Concerta works by stimulating your brain, which can help reduce the symptoms of ADHD. Lithium may lessen this stimulant effect. As a result, Concerta may be less effective at treating your condition.
What you can do
If you take Concerta with lithium, your doctor may watch for symptoms of mania and ADHD. If you have symptoms of either condition, they’ll recommend ways to manage it. For example, your doctor may have you stop taking Concerta or lithium.
Concerta may have other interactions. They could occur with supplements, foods, vaccines, or even lab tests. See below for details. Note that the information below does not include all other possible interactions with Concerta.
Does Concerta interact with supplements?
Before you start taking Concerta, talk with your doctor and pharmacist about any supplements, herbs, and vitamins you take. Sharing this information with them may help you avoid possible interactions.
Before taking Concerta, tell your doctor about any caffeine supplements you take. They may suggest alternatives to Concerta or caffeine supplements.
If you have questions about interactions that may affect you, talk with your doctor or pharmacist.
Concerta interactions with herbs
Taking Concerta with St.

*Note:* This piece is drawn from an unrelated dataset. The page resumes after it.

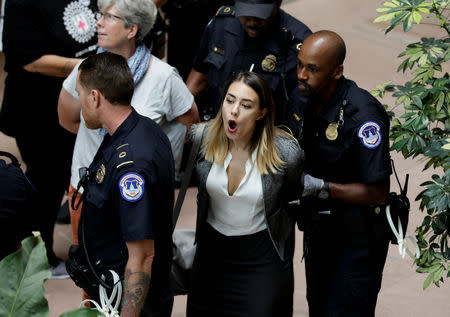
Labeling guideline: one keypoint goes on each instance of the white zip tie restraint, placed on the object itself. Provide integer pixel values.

John’s wort may increase your risk of serotonin syndrome. This condition is caused by a high level of a chemical called serotonin in the body. Serotonin syndrome can result in symptoms such as confusion, nausea, and vomiting.
Before taking Concerta, be sure to tell your doctor if you’re taking St. John’s wort. They can advise you on whether it’s safe to take Concerta with this herb.
If you take Concerta with St. John’s wort, watch for possible symptoms of serotonin syndrome. Tell your doctor if you have these symptoms. They can tell you how to treat this condition.
But if your symptoms seem severe or life threatening, call 911 or your local emergency number right away.
Concerta and vitamins
There are currently no reports of Concerta interacting with vitamins. But this doesn’t mean that vitamin interactions won’t be recognized in the future.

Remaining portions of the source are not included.